Learning Disabilities
G. Reid Lyon


The past decade has witnessed a significant improvement in the quality of research on learning disabilities. Much of this recent research has been longitudinal in nature, thus opening the door to the identification of better predictors of different types of LD, their prevalence, their developmental course, and their response to intervention. Specifically,


  • The definitional issues addressed in this article continue to be the single greatest impediment to understanding learning disabilities and how to help children and adults with LD.
  • Maintaining the term "learning disabilities" makes little sense for scientific purposes, clinical purposes, or school policy purposes. Instead, the field must grapple with the clear need to address each type of learning disability individually to arrive at clear definitional statements and a coherent understanding of etiology, developmental course, identification, prevention, and treatment.
  • Reading disability in the form of deficits in phonological awareness is the most prevalent type of learning disability and affects approximately 17% of school-age children to some degree.
  • While other factors will, no doubt, be identified as contributing to reading disability, deficits in phonological awareness will most likely be found to be the core deficit. Research during the past decade has shown that deficits in phonological awareness can be identified in late kindergarten and first grade using inexpensive, straightforward testing protocols, and the presence of these deficits is a strong indicator that reading disability will follow.
  • Although it is now possible to identify children who are at-risk for reading failure, and some of the instructional conditions that must be in place from the beginning of formal schooling are understood, it is still true that the majority of LD children are not identified until the third grade. Therefore, policy initiatives should focus on the dissemination of existing early identification and early intervention programs.
  • Interventions for reading disability must consist of explicit instructional procedures in phonological awareness, sound-symbol relationships, and meaning and reading comprehension, and should be provided by expert teachers in the kindergarten and first-grade years.
  • In general, teachers remain seriously unprepared to address individual differences in many academic skills but particularly in reading. However, teachers cannot be expected to know what they have not been taught, and clearly colleges of education have let students down. Regrettably, being unprepared takes a toll on teachers. Many teachers worry about their failures with hard-to-teach students, become frustrated, lose confidence, and leave the profession, or discontinue attempting to teach children with special needs.
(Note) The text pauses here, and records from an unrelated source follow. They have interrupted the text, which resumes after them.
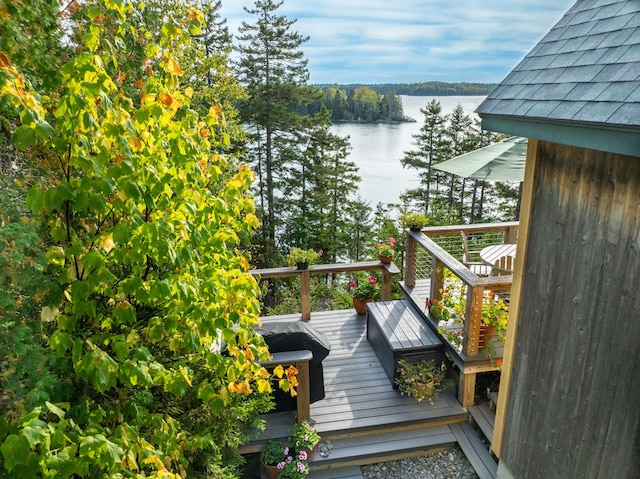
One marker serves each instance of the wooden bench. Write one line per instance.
(396, 330)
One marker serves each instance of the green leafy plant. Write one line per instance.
(299, 255)
(274, 452)
(294, 466)
(304, 437)
(386, 249)
(413, 219)
(364, 290)
(147, 223)
(451, 309)
(422, 381)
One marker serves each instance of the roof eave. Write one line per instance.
(615, 139)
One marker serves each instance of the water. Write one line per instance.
(378, 147)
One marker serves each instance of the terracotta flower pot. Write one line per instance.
(486, 334)
(386, 259)
(360, 305)
(311, 453)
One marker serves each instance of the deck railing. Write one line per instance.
(426, 257)
(438, 259)
(388, 270)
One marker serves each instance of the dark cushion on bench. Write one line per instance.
(282, 336)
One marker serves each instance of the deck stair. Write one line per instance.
(366, 420)
(484, 418)
(476, 450)
(390, 446)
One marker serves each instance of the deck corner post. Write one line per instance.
(385, 291)
(412, 258)
(467, 389)
(473, 320)
(304, 395)
(305, 295)
(511, 235)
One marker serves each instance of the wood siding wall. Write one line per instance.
(573, 407)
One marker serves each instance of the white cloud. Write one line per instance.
(373, 41)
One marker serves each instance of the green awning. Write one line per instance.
(502, 161)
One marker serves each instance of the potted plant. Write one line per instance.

This cycle of events calls for honest and aggressive reform in higher education.
  • While early intervention is necessary, it should not be assumed to be sufficient to address the multiple manifestations of learning disability. Even those students who receive appropriate phonological instruction at a young age may require continuous and intensive support to deal with other co-occurring disorders.
  • When policymakers consider "inclusionary" models of instruction, they must consider carefully whether those models can provide the critical elements of intensity and the appropriate duration of instruction, along with teacher expertise in multiple teaching methods and in accommodating individual learning differences.